When we were researching Mongolia ourselves, we read some very varied & strange advice about what is and isn’t ok when staying with a nomad family. We checked some of these with our guides and they confirmed our suspicions that some of them are total nonsense! So just passing on the clarity…

  • If it is cold, it is ok to keep your jacket/ warm-weather gear on. We read somewhere that it is considered rude to do this where you may be implying that their home is not warm enough - this is not the case. Especially if it’s snowing outside & you’re still warming up.

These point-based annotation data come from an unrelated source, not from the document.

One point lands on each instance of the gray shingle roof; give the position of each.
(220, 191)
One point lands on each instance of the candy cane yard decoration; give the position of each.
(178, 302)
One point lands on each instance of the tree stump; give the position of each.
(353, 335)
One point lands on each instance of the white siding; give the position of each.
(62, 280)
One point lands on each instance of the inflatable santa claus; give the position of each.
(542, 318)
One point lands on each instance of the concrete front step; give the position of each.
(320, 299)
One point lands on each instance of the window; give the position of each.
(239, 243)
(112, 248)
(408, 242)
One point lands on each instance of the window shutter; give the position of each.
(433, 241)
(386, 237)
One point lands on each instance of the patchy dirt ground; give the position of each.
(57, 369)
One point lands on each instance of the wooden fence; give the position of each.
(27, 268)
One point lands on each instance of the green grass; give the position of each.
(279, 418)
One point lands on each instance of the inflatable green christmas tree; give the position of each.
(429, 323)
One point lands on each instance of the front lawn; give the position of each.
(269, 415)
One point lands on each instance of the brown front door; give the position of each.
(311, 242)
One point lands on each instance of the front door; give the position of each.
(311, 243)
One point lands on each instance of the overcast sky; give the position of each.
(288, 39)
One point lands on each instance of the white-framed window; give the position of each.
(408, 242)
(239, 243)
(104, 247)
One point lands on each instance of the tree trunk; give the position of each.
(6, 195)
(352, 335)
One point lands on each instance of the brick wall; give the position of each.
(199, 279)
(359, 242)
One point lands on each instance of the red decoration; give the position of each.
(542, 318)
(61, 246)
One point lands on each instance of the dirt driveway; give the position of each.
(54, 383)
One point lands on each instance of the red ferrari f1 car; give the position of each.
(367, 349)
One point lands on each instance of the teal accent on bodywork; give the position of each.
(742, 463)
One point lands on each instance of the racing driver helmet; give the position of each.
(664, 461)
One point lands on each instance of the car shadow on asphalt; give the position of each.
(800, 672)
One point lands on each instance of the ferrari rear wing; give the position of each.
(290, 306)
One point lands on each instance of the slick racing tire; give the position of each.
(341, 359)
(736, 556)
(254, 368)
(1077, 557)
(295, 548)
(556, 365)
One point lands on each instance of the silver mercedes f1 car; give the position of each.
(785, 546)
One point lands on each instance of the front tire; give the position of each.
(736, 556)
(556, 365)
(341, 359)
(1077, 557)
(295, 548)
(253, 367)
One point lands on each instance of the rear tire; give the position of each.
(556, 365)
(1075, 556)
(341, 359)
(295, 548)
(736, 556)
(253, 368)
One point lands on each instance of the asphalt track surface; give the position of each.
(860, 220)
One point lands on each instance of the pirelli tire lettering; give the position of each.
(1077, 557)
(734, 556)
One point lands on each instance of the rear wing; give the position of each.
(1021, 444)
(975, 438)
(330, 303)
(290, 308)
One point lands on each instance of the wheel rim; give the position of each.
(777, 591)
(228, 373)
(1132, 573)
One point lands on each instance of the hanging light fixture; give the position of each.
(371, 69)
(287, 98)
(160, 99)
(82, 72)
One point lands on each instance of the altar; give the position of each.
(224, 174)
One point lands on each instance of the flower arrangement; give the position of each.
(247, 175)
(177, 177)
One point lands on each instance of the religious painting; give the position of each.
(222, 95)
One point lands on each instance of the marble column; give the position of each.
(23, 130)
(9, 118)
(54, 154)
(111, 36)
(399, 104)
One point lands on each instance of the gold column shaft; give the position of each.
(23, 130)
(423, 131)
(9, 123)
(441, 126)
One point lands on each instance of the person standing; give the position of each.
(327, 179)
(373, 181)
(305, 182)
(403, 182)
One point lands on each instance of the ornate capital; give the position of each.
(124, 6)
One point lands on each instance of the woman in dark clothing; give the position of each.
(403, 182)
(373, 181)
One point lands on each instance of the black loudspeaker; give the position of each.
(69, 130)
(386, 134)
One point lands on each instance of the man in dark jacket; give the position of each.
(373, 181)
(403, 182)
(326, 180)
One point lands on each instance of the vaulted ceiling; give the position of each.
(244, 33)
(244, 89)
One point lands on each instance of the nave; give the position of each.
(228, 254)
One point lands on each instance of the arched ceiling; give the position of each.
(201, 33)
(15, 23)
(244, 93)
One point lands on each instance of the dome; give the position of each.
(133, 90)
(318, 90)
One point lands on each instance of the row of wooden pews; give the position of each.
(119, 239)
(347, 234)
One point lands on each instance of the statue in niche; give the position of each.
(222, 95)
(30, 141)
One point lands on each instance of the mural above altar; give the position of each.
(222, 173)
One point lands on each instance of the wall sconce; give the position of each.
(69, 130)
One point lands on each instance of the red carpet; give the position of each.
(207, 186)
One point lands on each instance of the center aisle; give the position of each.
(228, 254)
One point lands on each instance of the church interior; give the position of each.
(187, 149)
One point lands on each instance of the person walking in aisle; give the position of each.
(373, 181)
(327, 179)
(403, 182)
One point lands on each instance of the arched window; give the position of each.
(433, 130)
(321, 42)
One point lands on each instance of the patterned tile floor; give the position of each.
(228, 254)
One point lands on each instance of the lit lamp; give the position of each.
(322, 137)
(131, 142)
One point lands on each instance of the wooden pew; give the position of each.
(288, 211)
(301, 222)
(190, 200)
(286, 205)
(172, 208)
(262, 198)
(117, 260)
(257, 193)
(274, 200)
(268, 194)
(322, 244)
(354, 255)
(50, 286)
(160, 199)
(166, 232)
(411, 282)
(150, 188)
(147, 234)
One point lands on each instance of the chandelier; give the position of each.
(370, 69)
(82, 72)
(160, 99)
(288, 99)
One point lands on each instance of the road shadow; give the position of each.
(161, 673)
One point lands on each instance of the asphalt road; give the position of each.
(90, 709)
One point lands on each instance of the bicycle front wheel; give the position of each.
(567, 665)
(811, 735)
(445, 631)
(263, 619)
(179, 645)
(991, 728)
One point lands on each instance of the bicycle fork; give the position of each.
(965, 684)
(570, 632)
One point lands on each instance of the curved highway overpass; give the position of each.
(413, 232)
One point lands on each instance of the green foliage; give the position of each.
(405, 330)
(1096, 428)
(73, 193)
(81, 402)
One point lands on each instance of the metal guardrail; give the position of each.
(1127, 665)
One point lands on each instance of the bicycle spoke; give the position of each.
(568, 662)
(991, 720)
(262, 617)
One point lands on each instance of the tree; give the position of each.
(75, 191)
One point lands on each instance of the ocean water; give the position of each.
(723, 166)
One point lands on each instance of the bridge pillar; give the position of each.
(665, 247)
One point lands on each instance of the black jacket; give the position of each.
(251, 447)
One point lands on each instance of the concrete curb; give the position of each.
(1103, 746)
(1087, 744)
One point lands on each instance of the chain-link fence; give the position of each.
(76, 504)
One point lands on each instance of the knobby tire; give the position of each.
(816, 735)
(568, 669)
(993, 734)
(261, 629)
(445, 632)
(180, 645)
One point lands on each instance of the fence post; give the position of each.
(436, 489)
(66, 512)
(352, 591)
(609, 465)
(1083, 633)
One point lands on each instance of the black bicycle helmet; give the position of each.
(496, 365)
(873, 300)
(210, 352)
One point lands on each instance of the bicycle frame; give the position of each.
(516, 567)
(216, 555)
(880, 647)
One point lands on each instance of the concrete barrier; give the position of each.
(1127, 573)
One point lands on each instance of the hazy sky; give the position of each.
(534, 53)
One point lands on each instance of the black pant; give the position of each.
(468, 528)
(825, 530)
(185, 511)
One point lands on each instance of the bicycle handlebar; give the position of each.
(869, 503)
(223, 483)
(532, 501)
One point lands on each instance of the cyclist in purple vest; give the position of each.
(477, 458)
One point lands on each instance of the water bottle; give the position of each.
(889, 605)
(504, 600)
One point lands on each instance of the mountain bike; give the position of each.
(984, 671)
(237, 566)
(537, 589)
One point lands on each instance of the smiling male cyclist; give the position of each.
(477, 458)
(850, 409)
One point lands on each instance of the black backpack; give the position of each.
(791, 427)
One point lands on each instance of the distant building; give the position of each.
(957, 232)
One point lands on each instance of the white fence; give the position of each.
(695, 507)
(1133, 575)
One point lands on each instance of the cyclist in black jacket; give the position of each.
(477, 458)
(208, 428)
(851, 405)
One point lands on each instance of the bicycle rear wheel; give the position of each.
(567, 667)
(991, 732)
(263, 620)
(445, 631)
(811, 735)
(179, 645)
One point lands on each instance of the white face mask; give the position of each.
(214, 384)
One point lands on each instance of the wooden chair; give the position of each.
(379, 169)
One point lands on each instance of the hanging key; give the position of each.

  • We also read somewhere that you should be careful not to be too grateful or say thank you too much, the logic being that Nomad culture is based around reciprocity of hospitality, and if you are too profuse with your gratitude you are implying you wouldn't owe them the same. This is not true - say thank you as much as you like.


We were told that all in all there are some 3,000 customs, superstitions & rules about proper ger etiquette, and these vary considerably depending what region you're in, and even who’s in the ger with you. Every Mongolian we met was pretty relaxed about our relative ignorance & were happy to share what was specifically important to them. In the same vein, every Mongolian we met was very appreciative, and in some cases (like the vodka drinking process, out-right delighted that we made the effort to abide by their customs.

Mongolia and the famous hospitality of its people offers such a unique opportunity to be submersed in a totally different culture. So we hope this helps with a little pre-tip swatting up but, as ever, the best way to learn is to throw yourself right in - it’d be rude not to.